I hope you are enjoying the “Advanced Analytics Introduction” blog post series; here is a link to the previous segments (Step One and Step Two) to provide some helpful background. In the previous installment, I provided a detailed definition of text analytics and mining concepts. In this blog post, I review the practice of “shallow parsing” of natural language content, which is one of the first steps involved in text mining and analysis activities.
Natural language content analysis involves identifying language types and characteristics, in order to break apart a collection of text and documents into individual words (Cheng Xiang Zhai et al., 2016). In other words, we are teaching a machine to recognize words in a particular language in order to process them for further analysis.
In the 1968 sci-fi thriller “2001: A Space Odessy” (Kubrick et al., 1968), there is a famous dialog between the astronaut Dave Bowman and the computer H.A.L.
DAVE: Open the pod bay doors, Hal.
HAL: I’m sorry, Dave. I’m afraid I can’t do that.
DAVE: What’s the problem?
HAL: l think you know what the problem is just as well as l do.
Unlike 1968, today we take the ability to issue commands to computers using programs like Apple Siri and Amazon Alexa for granted, because they are (for the most part) able to easily understand and process what we are saying. Natural language processing (NLP) can represent text in many different ways, such as a string of characters or a sequence of words.
In NLP, a collection of text is called a “corpus” (a “body” of text). This isn’t helpful for text analytics because we are not recognizing individual words. A single item from a corpus is sometimes referred to as a “document” and can vary in size, e.g., a tweet versus a web page versus an academic research paper.
We are able to start performing text analytics when we gain access to a sequence of words, although this is more difficult to do in languages that are written in characters with no spaces such as Chinese.

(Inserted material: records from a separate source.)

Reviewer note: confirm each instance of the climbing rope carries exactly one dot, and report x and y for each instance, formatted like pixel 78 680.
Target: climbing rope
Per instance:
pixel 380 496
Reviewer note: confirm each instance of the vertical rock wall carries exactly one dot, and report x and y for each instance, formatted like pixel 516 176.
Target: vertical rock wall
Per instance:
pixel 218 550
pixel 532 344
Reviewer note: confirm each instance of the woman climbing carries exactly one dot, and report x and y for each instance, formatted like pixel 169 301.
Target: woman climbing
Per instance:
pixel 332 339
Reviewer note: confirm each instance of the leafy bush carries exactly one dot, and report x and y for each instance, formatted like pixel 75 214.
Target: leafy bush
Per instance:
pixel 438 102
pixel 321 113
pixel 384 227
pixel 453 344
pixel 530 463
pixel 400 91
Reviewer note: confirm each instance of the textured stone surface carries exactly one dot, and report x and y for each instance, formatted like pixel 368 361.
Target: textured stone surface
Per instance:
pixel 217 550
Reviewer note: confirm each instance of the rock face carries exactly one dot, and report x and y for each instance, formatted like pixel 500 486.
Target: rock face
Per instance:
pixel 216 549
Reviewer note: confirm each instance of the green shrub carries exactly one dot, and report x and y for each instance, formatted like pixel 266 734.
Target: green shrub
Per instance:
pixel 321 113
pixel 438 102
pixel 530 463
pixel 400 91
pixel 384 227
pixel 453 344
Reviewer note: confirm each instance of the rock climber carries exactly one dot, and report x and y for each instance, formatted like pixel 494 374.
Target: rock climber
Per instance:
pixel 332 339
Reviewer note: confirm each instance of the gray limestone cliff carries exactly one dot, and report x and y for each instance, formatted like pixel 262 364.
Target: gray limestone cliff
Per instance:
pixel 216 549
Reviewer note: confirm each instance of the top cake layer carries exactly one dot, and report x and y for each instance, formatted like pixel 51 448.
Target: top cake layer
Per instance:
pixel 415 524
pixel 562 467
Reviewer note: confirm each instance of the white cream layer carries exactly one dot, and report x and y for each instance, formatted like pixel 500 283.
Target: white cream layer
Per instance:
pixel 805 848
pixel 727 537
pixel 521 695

So how do we take a text corpus and break it apart into a sequence of words? This process is known as text / word normalization and involves several steps.
The first step, tokenization, is the process of identifying where words and sentences end. In English, we look for blank spaces between words and periods at the end of sentences. The actual process considers many more complications like translating contractions like “it’s” into “it” “is.” Emojis also need to be translated into some text equivalent. (datacamp.com , 2019)
Let’s take the following sample text that I put into an online demo:
“Tokenizers split contractions like “it’s” into separate words.”
Notice this also separated punctuation. We have now “tokenized” our sentence!
The second step, stemming, is “the process of reducing inflection in words to their root forms such as mapping a group of words to the same stem even if the stem itself is not a valid word in a language” (datacamp.com, 2019).
Let’s use the following test sentence for the stemming demonstration:
“Stemming gets to the root of all words in a sentence.”
The caveman-like output is strange, but remember, this step is for the benefit of machine learning (ML), not human understanding.
The third step, lemmatizing, “reduces the inflected words properly ensuring that the root word belongs to the language. In lemmatization, a root word is called Lemma. A lemma (plural lemmas or lemmata) is the canonical form, dictionary form, or citation form of a set of words” (datacamp.com, 2019).
The following sample text demonstrates what happens in this process:
“He was drinking coffee and running at the same time.”
Notice that all the words in the lemmatization output are actual words in the English dictionary, unlike in the stemming example. Another interesting feature is how this transforms the state of being of the word “was” into the root word “be.”